The primary reason for Singapore’s position as the most expensive city for foreign buyers is the 60% Additional Buyer’s Stamp Duty rate that is applicable on the purchase price for international buyers, according to Savills. This transaction cost is three times higher than the next most expensive market, Barcelona, and significantly above the global average of 15% and the Asian average of 9.2%, excluding Singapore.

The report also notes that tax costs have risen in global markets over the last five years, as governments have gradually increased stamp duties and transaction taxes on foreign buyers to raise revenue and address rising housing unaffordability.

Further findings from the report focus on the World Cities Prime Residential Index, which tracks capital values in prime residential markets for the 30 cities.

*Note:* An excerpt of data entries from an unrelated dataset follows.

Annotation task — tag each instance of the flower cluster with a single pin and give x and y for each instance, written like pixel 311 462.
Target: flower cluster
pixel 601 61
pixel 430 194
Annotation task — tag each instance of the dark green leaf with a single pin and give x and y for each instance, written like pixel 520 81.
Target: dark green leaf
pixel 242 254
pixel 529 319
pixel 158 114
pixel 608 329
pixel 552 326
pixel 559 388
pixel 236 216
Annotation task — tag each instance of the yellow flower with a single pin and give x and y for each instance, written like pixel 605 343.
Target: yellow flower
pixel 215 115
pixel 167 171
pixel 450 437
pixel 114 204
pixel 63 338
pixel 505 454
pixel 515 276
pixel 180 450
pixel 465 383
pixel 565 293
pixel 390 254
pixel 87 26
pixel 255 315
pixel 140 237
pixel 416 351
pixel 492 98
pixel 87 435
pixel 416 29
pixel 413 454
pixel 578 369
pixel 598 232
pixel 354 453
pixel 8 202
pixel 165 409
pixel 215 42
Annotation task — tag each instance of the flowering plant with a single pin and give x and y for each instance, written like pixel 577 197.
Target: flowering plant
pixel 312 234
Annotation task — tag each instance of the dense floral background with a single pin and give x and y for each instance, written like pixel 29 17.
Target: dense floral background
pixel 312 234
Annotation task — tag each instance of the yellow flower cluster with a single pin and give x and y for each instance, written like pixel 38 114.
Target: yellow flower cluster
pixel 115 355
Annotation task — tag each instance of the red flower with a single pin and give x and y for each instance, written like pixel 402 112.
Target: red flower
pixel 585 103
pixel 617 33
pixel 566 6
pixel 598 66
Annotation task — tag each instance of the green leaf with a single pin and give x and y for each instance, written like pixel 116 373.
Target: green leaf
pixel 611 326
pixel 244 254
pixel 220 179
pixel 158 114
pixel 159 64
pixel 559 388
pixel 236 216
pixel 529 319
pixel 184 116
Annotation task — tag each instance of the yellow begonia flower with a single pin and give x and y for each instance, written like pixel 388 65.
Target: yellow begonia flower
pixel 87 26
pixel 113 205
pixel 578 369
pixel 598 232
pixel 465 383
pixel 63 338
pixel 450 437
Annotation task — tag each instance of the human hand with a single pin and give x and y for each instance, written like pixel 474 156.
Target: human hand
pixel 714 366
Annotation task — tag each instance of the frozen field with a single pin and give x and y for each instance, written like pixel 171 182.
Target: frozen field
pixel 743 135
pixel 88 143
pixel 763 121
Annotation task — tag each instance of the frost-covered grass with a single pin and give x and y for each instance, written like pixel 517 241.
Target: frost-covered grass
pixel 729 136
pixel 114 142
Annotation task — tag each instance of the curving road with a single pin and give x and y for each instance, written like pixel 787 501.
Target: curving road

Tokyo has emerged as the city with the highest capital value growth in the first half of 2025, at 8.8%. This is due to the limited supply of new properties and strong demand from both domestic and international buyers.

Berlin, Dubai, and Seoul also saw significant capital value growth in the first half of the year, at 7.2%, 5.7%, and 5.1%, respectively. In comparison, Singapore’s capital value growth was only at 0.2%, ranking 17th on the list. However, it outperformed major hubs such as London, Hong Kong, and Paris, which all recorded falls in prime residential capital values.

Overall, the 30 cities collectively achieved a capital value growth of 0.7%. While this is lower than the 2.2% growth recorded in 2024, it still shows positive growth, with 60% of cities experiencing gains in the first half of the year. Savills’ associate director for World Research, Kelcie Sellers, attributes this trend to the fact that cities with negative price growth are usually the larger ones where residential properties are more costly to obtain.

Looking ahead, Savills predicts that growth will pick up in the second half of the year, driven by Tokyo, Seoul, and Dubai, which are all expected to see capital value growth between 6% to 7.9%. Dubai, Lisbon, and Sydney are also projected to see healthy growth rates ranging from 4% to 5.9%. In Singapore, prime residential prices are expected to rise by up to 1.9%, with a strong demand from locals and permanent residents. According to Savills Singapore’s executive director for research and consultancy, Alan Cheong, the private residential market in Singapore will continue to be driven by the weight of money from the baby boomer generation and higher public flat resale prices.